In the Ascension (or Christ Appearing to the Apostles) scholars have detected the intervention of Donatello’s assistants. Here a more genial Christ is shown in the act of blessing as cherubs help him on his slightly awkward upward journey, leaving behind the crowd of kneeling Apostles and the Virgin. They are seen behind a ‘fence’ which has ramblers on it and there are more roses and ferns on the ground at their feet.

The two end panels cannot be seen at such close range, but they are visible from the steps and are also wonderful works: the Marys at the Tomb and Pentecost. The Tomb scene is very dramatic, taking place as it does in a dark, underground burial crypt with a row of columns which partly obscure the sarcophagus, and one of which gives support to one of the Marys in her astonishment at seeing an angel blocking her way. Another Mary descends the steps but her face is totally hidden from view. A few trees can be seen outside in the background, above the roof. The Pentecost scene, although designed by Donatello, was executed in its final stages by pupils. The elderly Madonna is surrounded by the Apostles who have thrown their Crosses on the ground.

The other long side (which you can still only see from below, but which is now well illuminated) has two panels which are old replacements in wood, but the third is a very fine Martyrdom of St Lawrence, with smaller figures in a room portrayed in deep perspective. It is thought that Donatello worked on this panel before those on the other side, just after his return to Florence from Padua.

The pulpit opposite is still being restored and the idea is to move the scaffolding across to it also once the restoration is completed (probably in around a year’s time).

It is almost certain that the panels were not originally intended for pulpits but were made for a funerary monument or an altar in the church. One wonders if it might be thought legitimate to dismantle them once restoration is completed and display them in a way that they can be seen with ease.

The extraordinary genius of Donatello, so idiosyncratic in his iconography, can also be seen a few metres away in the Old Sacristy, beautifully kept and wonderfully illuminated. Donatello decorated this lovely little domed chapel (designed by Brunelleschi) some decades before he worked on the pulpits. And here on a cupboard is a terracotta bust of the young St Lawrence (or St Leonard?) one of the most charming Renaissance portraits which still mystifies art historians and which in situ is simply attributed to an unknown sculptor. One day perhaps it will join the catalogue of works by Donatello.

It is always somehow surprising that we cannot be sure of certain attributions, and that works which have been known about for centuries can sometimes be convincingly found to be by a master’s hand. This has happened recently to a terracotta relief of a Madonna and Child which belongs to the church of Santa Trinita and which in the early 19th century was moved by the Vallombrosan monks outside onto the campanile (presumably as ‘protection’ for the church).
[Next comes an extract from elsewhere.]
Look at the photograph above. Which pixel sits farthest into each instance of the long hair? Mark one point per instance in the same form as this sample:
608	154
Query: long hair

In 2004 it was brought back inside again (and replaced outside by a copy) and since it had been much ruined by the elements was sent to the restoration laboratory of the Opificio delle Pietre Dure. It revealed itself to be a very beautiful relief and is now attributed to Donatello himself (there are great similarities between it and a terracotta relief in Florida which is a recognised work of the master). At the same time an oval empty space (flanked by two painted angels) has been noticed inside the church in the niche above the tomb of Giuliano Davanzati and it has been agreed that the relief will be placed there when it returns to the church, in the belief that it must originally have been made for this position.

All this shows how work never ceases to protect and study the works of art in Florence and that restoration projects are carried on apace with all the skill and expertise we have come to expect from the state restoration laboratory here.